The world is becoming more interconnected and interdependent than ever before. Technology has blurred the boundaries between countries and regions, making them more vulnerable to the effects of conflicts and crises that occur elsewhere. What used to be a local or regional problem can now have global implications, as seen in the recent Corona epidemic and the war in Ukraine. These two events have disrupted the global trade movement, which is already facing challenges from inflation, interest rates, trade wars, and supply chain issues.
According to the “High Trade Monitor” report published by The Financial Times, global trade volume declined by 3.2 percent in July 2023 compared to the same month in 2022. This is the largest drop since August 2020, when the Corona epidemic first hit the world. The report also stated that the decline was widespread, as most countries reported lower trade volumes in July.
One of the main reasons for this decline is the crisis in Ukraine, which has escalated into a political confrontation between the East and the West. This has reshaped the economic map of the world, as different powers compete for influence and resources. The crisis has also increased geopolitical uncertainty and risk, which affect trade and investment decisions.
Another reason is the lockdown in China due to COVID-19, which lasted for a long time and hampered its recovery. China is a major player in global trade, both as an exporter and an importer. The lockdown disrupted its production and consumption, as well as its supply chains with other countries. Moreover, China is involved in a trade conflict with the United States, which has imposed sanctions and tariffs on each other. This has reduced their bilateral trade and affected their trading partners as well.
A third reason is the increase in insurance and shipping costs, which have raised the prices of goods. This has reduced the demand for global commodity exports, especially in light of high inflation rates that have eroded the purchasing power of consumers. Inflation has also prompted central banks to raise interest rates, which have made borrowing more expensive and slowed down economic activity.
Finally, a fourth reason is related to the technological changes that are transforming production and trade. Some industries may adopt automation and smart manufacturing, which reduce their dependence on human labor and possibly lower their trade volume. Some sectors may also shift to digital services, which are less visible and measurable than physical goods.
These are some of the factors that have contributed to the decline in global trade volume in July 2023. However, there may be other reasons that are not captured by the report or that may emerge in the future. Therefore, it is important to monitor the trends and developments in global trade and their impact on the world economy.

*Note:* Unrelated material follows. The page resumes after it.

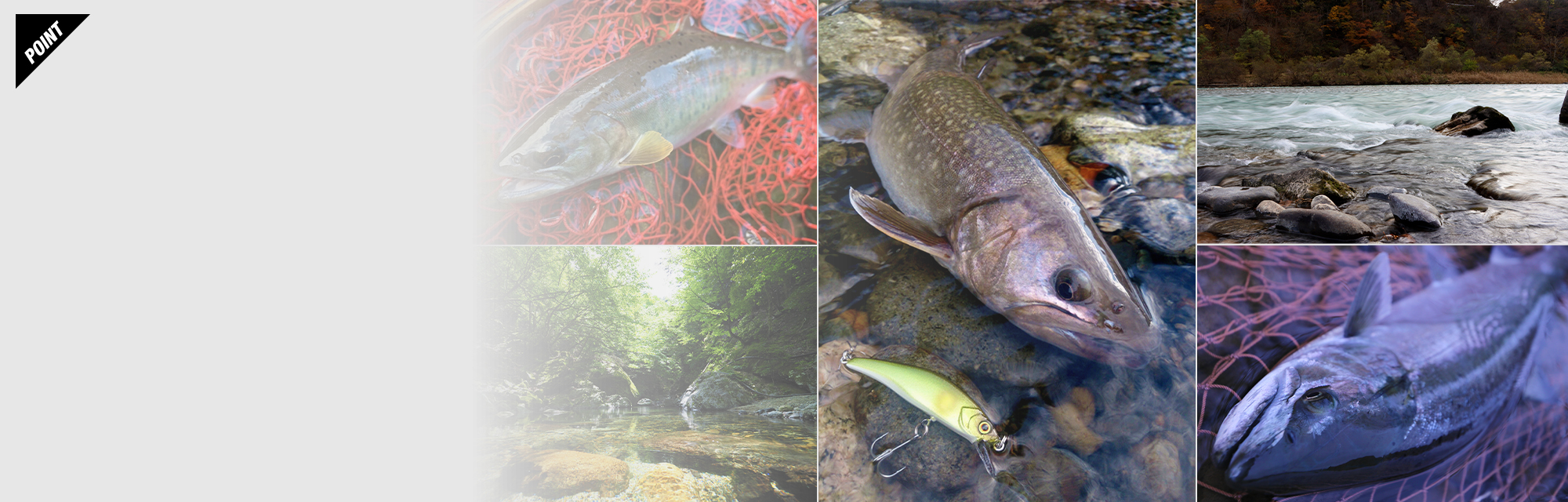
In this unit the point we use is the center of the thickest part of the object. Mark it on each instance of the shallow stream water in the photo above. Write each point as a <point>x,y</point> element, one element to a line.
<point>1384,136</point>
<point>719,449</point>
<point>1084,431</point>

Global trade rates are affected by the interplay of these and other factors and vary from one country to another and from one sector to another. These factors may be interconnected and influenced by each other, and therefore it may be difficult to identify a single specific factor for the decline in global terms of trade. Some assert that the return of global trade to pre-pandemic levels is linked to the extent of recovery in China.
Given this complex landscape, future indicators of global trade cannot be predicted, as the situation is more complex than it was during the Corona pandemic. This is considering that during the pandemic period, the world was waiting for a vaccine that could eliminate the virus and thus gradually overcome the repercussions associated with the pandemic and recover from it, while now the matter seems different in light of the political conflict, not between two countries but between two camps, and the results cannot be expected.
What increases the complexity of the current crisis is the idea of using some tools that were not previously widely used as weapons in conflicts, such as energy weapons and food weapons, which strike supply chains, killing and weakening the international trade movement. Therefore, continuing to use these tools will weaken the trade volume further and threaten to have significantly disastrous results.
Indeed, these data have imposed a state of uncertainty on the global economic situation, meaning that no one can predict what might happen in the coming days, which in turn was directly reflected in investors’ confidence in making a profit, and the extent of their willingness to engage in commercial and investment activities. What is certain from the above is that geography did not grant any country the protection it required from global events, as was happening previously, and that the development of technology will force us to redefine geographical constants.